Post-translational modifications (PTMs) of proteins play a significant role in normal protein function but can also be instrumental in disease pathogenesis. One critical yet under-studied PTM in disease is ubiquitination. Ubiquitin chain addition and substrate specificity are determined by a large spectrum of ubiquitin-ligating and -modifying enzymes, E3 ligases, whose expression levels and activities are tightly regulated in a cell-specific manner. While most ubiquitin chains can target proteins for proteasomal degradation, ubiquitination can contribute to other functions within the cell, including protein localization, protein activity, endocytosis, transcription, and autophagy.
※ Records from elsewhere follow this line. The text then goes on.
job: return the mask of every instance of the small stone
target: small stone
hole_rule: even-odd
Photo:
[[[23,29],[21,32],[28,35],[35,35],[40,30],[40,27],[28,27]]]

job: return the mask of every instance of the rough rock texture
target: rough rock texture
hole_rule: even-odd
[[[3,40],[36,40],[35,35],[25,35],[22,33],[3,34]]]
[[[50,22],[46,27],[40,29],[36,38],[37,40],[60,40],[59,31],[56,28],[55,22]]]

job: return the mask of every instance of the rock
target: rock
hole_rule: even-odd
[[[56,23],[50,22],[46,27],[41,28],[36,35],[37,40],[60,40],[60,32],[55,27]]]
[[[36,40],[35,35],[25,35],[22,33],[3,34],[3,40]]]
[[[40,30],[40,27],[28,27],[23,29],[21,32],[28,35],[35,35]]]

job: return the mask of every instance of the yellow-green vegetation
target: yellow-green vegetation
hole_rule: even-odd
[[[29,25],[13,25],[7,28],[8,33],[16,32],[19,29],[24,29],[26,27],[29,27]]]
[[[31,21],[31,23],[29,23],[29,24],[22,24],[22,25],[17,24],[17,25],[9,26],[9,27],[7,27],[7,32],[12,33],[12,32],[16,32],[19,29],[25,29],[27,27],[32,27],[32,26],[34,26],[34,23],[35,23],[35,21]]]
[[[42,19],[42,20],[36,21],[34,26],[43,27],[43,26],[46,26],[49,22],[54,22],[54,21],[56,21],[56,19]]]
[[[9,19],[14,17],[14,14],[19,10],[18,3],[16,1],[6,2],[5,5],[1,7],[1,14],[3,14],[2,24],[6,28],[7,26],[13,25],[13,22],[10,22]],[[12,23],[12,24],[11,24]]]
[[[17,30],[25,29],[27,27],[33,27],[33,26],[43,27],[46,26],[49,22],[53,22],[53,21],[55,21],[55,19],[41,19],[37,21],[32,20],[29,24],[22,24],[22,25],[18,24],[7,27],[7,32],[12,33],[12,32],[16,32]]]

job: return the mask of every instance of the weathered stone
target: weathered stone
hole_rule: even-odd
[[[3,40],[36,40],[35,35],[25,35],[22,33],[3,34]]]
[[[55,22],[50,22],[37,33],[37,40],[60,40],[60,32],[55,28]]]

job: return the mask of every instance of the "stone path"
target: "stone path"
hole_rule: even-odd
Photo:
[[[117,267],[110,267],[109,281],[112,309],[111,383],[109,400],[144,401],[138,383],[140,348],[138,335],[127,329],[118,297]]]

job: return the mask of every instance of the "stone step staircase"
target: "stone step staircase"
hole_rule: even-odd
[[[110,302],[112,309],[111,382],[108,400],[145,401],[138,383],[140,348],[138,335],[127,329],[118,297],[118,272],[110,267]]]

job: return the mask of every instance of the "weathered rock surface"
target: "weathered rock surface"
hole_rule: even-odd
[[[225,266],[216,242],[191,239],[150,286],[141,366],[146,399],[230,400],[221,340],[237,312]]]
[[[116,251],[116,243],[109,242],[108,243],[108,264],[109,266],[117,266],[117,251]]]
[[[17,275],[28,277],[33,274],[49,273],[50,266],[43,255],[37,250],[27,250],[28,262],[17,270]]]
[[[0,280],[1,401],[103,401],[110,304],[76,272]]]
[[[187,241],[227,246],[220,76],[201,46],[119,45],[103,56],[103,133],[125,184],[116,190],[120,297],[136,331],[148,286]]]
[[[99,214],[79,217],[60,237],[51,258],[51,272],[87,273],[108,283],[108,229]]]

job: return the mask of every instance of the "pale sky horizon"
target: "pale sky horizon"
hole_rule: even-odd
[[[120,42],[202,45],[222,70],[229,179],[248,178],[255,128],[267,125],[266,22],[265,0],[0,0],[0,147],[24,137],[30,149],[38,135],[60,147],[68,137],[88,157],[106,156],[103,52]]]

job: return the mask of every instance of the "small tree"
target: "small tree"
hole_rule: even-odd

One E3 ligase, UBE3A, has garnered much attention because of its involvement in learning and memory, as well as its association with neurodevelopmental autism spectrum disorders (ASDs). However, more recent findings have suggested a potential involvement of UBE3A in neurodegenerative proteinopathies, where reduced UBE3A levels can lead to an enhanced rate of aggregate formation and cell death. Here, we review the literature on UBE3A in neurodevelopment, function, and neurodegenerative diseases and demonstrate that UBE3A could play a critical role in disease progression and cognitive function.

Keywords: Alzheimer's disease; Angelman syndrome; Huntington's disease; UBE3A; neurodegenerative disease; neurodevelopment; ubiquitination.